I let out a large breath. She’s asking for me. That’s something. God, right now, that is everything.
Lexi and Brandon were beside me, and Lexi reached out to touch my arm. "Tell her we're here and that we're thinking of her."
I nodded, gave her a big hug, and then followed Kim down the hall. I wanted to run past her, run right to Emily's room, but I walked as calmly as I could beside her.
Detective Palmer and his partner were standing across the hall from Emily's room and didn't even look in my direction as I approached. They both wore stone-cold faces and only seemed to be interested in what the other one was saying. As much as I wanted to stop and quiz them, ask them if they were going to get the bastard, knowing that Emily gave them the same story I did and probably even more information, all I really wanted to do was see Emily.
The two police officers, who had stopped me before, stepped aside and let me through. I gathered a breath, bracing myself against the door. I was scared and anxious but most of all, hopeful. I just wanted to see that she was okay.
Emily was lying in bed with her eyes closed, looking like she had the past few days. She looked peaceful as she breathed softly. My eyes roamed over her face. I saw no change. It felt like someone had punched me in the stomach. My chest ached. So many things went through my mind. Why aren't her eyes open? Am I too late? Has she fallen asleep? Has she fallen back into a coma? The only thing I wanted was to hear her voice. To see her eyes open. To see her smile. However, there was nothing.
I stood in front of her bed, just staring at her, not able to move another muscle toward her. Dammit, I missed it. She woke up and I missed it. Does she even know I’m here? Or did she think I abandoned her?

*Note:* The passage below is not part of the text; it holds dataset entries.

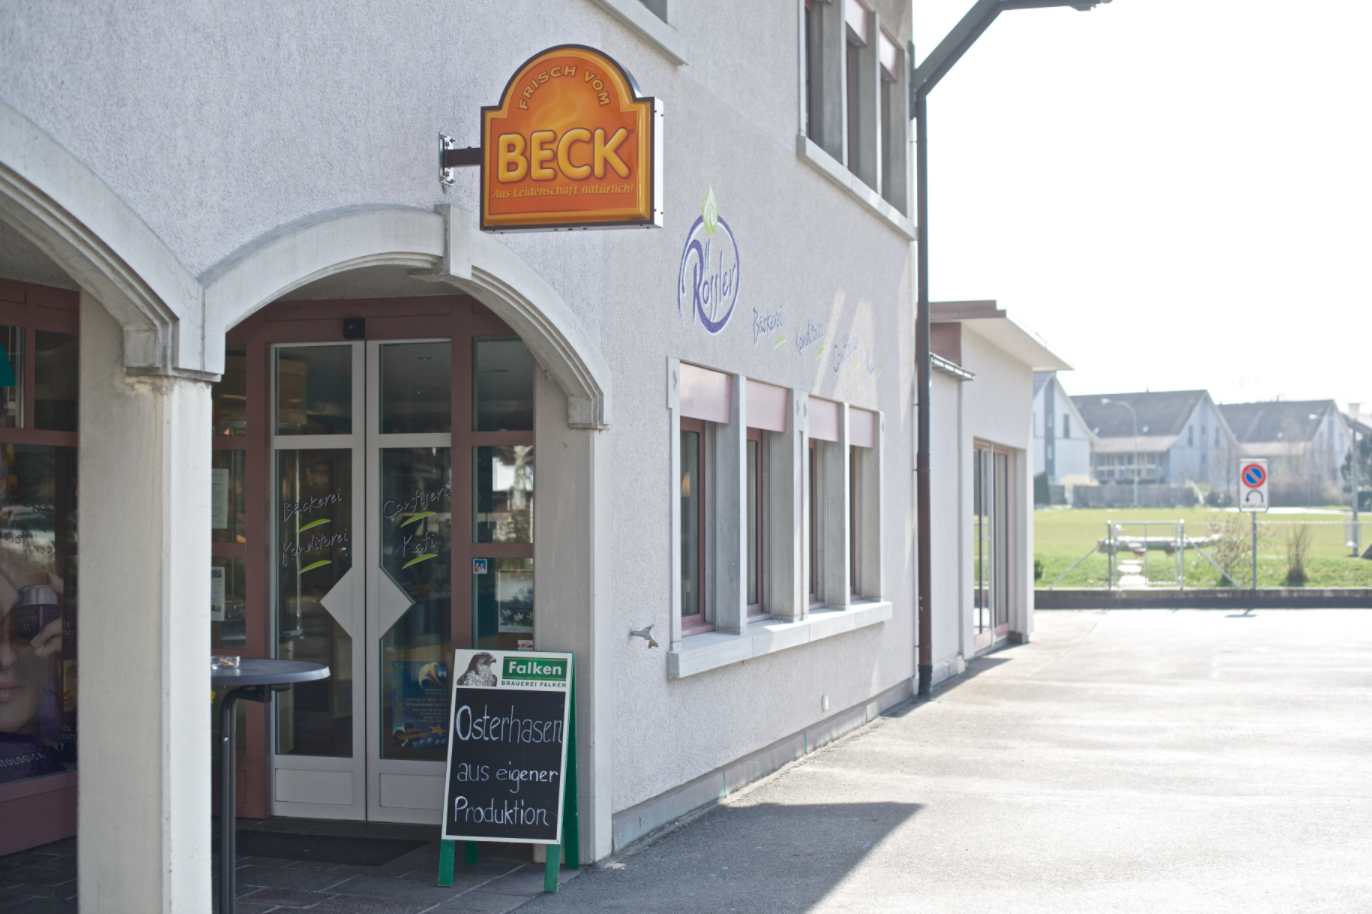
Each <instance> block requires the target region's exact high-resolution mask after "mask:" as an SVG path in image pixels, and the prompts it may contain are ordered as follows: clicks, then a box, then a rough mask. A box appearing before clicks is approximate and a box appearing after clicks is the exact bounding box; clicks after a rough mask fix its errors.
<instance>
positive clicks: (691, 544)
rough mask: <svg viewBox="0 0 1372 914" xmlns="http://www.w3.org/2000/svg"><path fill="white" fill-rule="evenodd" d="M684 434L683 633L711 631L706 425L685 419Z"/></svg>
mask: <svg viewBox="0 0 1372 914" xmlns="http://www.w3.org/2000/svg"><path fill="white" fill-rule="evenodd" d="M681 423H682V431H681V500H682V504H681V517H682V522H681V523H682V526H681V550H682V634H683V635H686V634H696V633H698V631H708V630H709V629H711V626H709V623H708V622H707V620H705V616H707V611H708V608H709V607H708V601H707V598H705V423H704V421H701V420H698V419H682V420H681Z"/></svg>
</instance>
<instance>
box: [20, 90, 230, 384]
mask: <svg viewBox="0 0 1372 914" xmlns="http://www.w3.org/2000/svg"><path fill="white" fill-rule="evenodd" d="M0 218H3V220H4V221H5V222H8V224H11V225H12V226H14V228H15V229H16V231H18V232H19V233H21V235H23V236H25V237H26V239H27V240H29V242H32V243H33V244H34V246H37V247H38V250H41V251H43V253H44V254H47V255H48V257H49V258H52V261H54V262H56V263H58V265H59V266H62V269H64V270H66V272H67V273H69V274H70V276H71V277H73V279H74V280H75V281H77V283H78V284H80V285H81V287H82V288H85V290H86V291H89V292H91V294H92V295H95V296H96V298H97V299H99V301H100V303H102V305H103V306H104V307H106V309H107V310H108V312H110V313H111V314H113V316H114V318H115V320H117V321H118V323H119V325H121V328H122V329H123V364H125V366H126V368H128V369H129V371H130V372H134V373H145V375H181V376H188V377H204V379H209V377H210V375H209V373H207V366H206V350H204V336H203V321H202V317H203V290H202V287H200V283H199V281H198V280H196V279H195V276H192V274H191V272H189V270H187V269H185V266H182V265H181V262H180V261H178V259H177V257H176V254H173V253H171V250H170V248H169V247H167V246H166V244H165V243H163V242H162V239H161V237H158V235H156V233H155V232H154V231H152V229H151V228H150V226H148V225H147V222H144V221H143V218H141V217H139V214H137V213H134V211H133V209H132V207H130V206H129V204H128V203H125V202H123V200H122V199H121V198H119V195H118V194H115V192H114V191H113V189H111V188H110V185H108V184H106V183H104V181H103V180H102V178H100V177H99V176H97V174H96V173H95V172H92V170H91V169H89V167H86V165H85V163H84V162H81V161H80V159H77V158H75V156H74V155H71V152H69V151H67V150H64V148H63V147H62V145H60V144H59V143H58V141H56V140H54V139H52V137H51V136H48V134H47V133H44V132H43V130H41V129H38V126H37V125H36V124H33V121H30V119H29V118H26V117H25V115H22V114H19V113H18V111H15V110H14V108H12V107H10V106H8V104H5V103H4V102H0ZM209 371H217V369H209Z"/></svg>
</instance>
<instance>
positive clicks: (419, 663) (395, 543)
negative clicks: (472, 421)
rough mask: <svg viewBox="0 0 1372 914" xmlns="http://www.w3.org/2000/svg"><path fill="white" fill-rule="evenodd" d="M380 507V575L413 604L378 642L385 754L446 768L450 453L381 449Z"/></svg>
mask: <svg viewBox="0 0 1372 914" xmlns="http://www.w3.org/2000/svg"><path fill="white" fill-rule="evenodd" d="M380 508H381V556H380V572H381V574H383V575H387V576H388V578H390V582H394V585H395V586H397V587H399V589H401V590H403V591H405V596H406V597H409V598H410V600H412V601H413V605H410V608H409V609H406V611H405V615H402V616H401V618H399V619H398V620H397V622H395V624H392V626H391V627H390V630H388V631H387V633H386V634H384V637H383V638H381V644H380V651H381V715H380V726H381V734H380V736H381V756H383V758H387V759H414V760H431V762H442V760H443V759H445V758H447V700H449V694H447V690H449V670H447V667H449V663H450V661H451V655H453V471H451V449H449V447H387V449H384V450H381V505H380ZM387 583H388V582H383V586H386V585H387Z"/></svg>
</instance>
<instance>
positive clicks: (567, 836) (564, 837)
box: [563, 671, 582, 870]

Just as I was about to run out of the room and question the nurses, Emily's eyes fluttered open. She was looking right at me. I gasped for air, like I hadn't taken a breath since the last time I'd seen her eyes staring back at me. It was hard to hold back my emotions. A part of me was certain I'd never see them again.

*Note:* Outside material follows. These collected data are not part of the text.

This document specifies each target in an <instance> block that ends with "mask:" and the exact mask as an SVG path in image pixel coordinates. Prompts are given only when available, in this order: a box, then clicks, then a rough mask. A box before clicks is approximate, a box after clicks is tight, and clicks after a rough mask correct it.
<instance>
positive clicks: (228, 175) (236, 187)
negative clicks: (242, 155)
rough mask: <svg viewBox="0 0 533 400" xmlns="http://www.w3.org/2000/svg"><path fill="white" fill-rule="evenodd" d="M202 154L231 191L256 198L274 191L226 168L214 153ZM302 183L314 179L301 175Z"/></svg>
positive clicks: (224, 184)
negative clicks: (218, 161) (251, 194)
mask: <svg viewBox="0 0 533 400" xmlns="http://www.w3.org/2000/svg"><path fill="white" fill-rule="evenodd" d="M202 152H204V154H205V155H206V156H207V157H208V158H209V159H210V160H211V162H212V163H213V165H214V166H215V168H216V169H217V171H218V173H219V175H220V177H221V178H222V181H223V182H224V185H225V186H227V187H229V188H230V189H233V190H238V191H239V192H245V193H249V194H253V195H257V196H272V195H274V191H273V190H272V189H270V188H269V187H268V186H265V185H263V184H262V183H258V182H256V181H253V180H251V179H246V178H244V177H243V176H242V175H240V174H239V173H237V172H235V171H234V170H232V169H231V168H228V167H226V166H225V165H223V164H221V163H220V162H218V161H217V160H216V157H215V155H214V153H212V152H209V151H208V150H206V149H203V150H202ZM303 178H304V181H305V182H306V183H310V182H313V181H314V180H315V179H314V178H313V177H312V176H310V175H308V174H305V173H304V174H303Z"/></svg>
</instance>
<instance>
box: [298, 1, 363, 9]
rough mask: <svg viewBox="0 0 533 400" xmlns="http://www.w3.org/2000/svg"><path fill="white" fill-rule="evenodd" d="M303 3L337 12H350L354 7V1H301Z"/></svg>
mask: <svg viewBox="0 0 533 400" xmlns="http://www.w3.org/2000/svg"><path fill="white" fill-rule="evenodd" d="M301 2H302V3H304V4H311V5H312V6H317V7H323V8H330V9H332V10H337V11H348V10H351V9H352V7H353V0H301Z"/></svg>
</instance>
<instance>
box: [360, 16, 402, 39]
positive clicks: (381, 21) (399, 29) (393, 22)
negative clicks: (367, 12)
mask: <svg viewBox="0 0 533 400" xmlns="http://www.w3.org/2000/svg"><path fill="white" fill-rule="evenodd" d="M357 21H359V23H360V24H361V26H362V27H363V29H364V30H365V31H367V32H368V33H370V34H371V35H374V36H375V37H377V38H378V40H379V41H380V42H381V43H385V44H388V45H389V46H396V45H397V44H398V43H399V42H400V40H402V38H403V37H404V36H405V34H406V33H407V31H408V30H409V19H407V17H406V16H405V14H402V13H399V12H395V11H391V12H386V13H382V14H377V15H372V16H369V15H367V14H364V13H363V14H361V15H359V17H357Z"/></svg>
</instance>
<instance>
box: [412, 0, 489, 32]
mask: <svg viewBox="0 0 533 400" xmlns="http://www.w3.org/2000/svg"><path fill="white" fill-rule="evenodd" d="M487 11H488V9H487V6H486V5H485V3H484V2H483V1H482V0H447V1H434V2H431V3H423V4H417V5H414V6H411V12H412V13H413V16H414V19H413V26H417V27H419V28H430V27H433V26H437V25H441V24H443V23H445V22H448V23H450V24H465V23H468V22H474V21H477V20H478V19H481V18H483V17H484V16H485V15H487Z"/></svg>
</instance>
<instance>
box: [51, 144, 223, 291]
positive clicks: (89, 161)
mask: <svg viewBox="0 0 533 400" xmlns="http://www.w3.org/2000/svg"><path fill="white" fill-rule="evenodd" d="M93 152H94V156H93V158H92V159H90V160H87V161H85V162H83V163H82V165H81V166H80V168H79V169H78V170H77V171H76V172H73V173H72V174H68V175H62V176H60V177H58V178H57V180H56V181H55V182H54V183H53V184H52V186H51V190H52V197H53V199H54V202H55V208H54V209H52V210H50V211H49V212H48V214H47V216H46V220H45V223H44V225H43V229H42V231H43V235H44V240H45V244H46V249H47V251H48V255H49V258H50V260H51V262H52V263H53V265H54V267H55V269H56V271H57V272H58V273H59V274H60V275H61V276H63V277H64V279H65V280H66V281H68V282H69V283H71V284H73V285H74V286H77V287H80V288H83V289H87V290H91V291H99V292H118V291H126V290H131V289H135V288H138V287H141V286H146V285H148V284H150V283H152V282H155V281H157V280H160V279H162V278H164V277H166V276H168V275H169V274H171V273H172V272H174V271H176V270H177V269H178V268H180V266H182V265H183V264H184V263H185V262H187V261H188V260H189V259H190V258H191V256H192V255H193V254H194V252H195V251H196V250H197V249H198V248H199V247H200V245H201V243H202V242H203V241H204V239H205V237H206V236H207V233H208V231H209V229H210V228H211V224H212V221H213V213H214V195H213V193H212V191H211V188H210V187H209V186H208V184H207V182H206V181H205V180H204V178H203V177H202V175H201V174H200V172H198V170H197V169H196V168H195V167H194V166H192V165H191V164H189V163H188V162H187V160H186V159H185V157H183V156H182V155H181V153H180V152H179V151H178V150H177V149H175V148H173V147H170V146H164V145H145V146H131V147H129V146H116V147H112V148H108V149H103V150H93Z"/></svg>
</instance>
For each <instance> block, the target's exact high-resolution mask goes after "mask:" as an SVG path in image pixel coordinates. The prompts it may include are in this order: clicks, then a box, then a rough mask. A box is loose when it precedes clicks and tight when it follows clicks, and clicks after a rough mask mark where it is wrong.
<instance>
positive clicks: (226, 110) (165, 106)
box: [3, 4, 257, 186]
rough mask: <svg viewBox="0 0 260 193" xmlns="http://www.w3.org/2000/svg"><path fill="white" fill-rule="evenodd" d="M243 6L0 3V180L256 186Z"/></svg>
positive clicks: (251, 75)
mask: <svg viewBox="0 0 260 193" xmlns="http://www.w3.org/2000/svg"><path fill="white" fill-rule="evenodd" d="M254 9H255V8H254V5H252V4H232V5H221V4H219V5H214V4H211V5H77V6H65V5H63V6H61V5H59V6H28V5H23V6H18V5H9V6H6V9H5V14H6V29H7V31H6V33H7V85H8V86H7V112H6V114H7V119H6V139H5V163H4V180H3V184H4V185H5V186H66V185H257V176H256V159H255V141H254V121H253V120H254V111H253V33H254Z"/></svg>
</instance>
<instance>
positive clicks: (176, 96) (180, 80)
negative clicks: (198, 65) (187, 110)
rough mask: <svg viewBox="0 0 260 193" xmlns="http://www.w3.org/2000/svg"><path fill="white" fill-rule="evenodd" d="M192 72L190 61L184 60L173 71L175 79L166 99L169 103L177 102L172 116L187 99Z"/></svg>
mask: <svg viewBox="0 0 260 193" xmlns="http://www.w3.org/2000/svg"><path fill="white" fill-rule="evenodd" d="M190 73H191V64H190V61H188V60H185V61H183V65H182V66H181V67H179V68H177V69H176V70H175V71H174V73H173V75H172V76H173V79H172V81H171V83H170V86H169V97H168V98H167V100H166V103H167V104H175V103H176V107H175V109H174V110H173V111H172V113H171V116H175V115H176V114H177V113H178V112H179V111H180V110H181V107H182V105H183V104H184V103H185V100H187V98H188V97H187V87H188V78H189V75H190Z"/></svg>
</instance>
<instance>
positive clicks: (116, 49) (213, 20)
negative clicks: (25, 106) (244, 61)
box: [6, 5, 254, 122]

"Reed." Her voice was soft, hoarse.
My eyes fell closed for just a moment to savor the sound of her voice. "God, it's so good to hear your voice and to see you with your eyes open. I've been—" I choked on the words, feeling my emotions burn in my chest. I cleared my throat, hoping to keep them from coming out completely. "I've been so worried about you."

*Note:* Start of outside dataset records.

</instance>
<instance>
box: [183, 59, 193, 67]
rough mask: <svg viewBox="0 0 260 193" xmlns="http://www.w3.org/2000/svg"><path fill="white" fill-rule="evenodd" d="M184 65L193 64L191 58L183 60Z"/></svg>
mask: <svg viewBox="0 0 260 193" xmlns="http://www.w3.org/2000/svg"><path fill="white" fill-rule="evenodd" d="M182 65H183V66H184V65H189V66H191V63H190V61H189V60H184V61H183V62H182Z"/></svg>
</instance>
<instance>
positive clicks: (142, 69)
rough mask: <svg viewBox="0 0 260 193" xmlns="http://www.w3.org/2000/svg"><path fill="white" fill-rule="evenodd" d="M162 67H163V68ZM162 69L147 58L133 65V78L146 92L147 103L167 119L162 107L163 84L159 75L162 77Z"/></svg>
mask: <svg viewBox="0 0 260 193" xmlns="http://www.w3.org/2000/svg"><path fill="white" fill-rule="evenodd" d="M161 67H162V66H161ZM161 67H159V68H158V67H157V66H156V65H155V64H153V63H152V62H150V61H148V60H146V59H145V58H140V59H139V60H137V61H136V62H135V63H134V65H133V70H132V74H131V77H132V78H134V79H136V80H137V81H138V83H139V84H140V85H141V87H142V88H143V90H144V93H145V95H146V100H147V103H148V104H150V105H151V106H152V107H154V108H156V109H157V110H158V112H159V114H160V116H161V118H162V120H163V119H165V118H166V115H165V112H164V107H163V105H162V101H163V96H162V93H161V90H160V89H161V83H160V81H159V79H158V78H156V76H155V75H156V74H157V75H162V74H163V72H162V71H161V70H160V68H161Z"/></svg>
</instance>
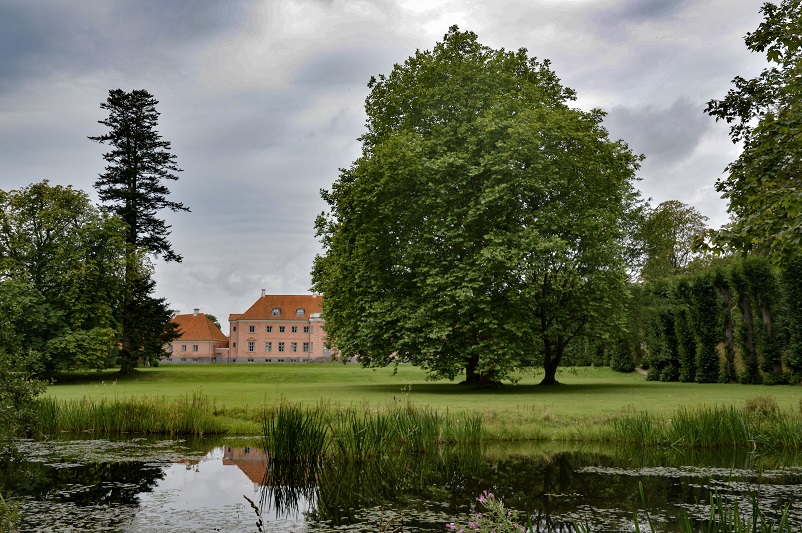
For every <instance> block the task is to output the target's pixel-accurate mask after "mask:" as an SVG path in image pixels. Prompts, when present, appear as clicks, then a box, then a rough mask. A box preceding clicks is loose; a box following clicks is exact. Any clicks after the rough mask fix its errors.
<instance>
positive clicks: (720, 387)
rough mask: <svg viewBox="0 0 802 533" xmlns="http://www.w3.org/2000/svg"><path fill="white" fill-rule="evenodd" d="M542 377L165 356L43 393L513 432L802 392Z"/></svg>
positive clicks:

"I'm sorry," she whispered. "I'm sorry you got involved in this. I should've told you. It's all my fault. I should've told you everything. I was just scared and I didn't want anyone involved. I thought I was protecting you. I'm so, so sorry for not telling you about him and about my past."
Making my way around to the side of her bed, I grabbed her hand in mine. I leaned close to her and said, "Don't apologize. What happened was not your fault. I'm just glad you're okay."
"I feel so stupid. I was such an idiot. I thought I could start a new life. I thought I could get away. It was selfish and dumb, and it almost got you killed, Reed. I would've never forgiven myself if anything happened to you because of me."
Her lips folded inward and her eyes closed, as if she were trying to hold in the tears. It killed me to see her so upset. The last thing she should feel right now was shame or guilt. Emily was a victim and she was acting like she had control over what happened.
"Open your eyes and look at me." I tried to keep my voice soft. She did as I asked, tears rolling out of the corners of her eyes. "You don't need to apologize or feel guilty for what happened. It wasn't your fault. None of it."
She nodded and then closed her eyes again. As I sat there, I wondered if she knew about the baby. Had the doctors told her yet? With all that had happened, they might have thought it best to wait before saying anything. She had only been awake for a couple minutes before the detectives bombarded her with questions.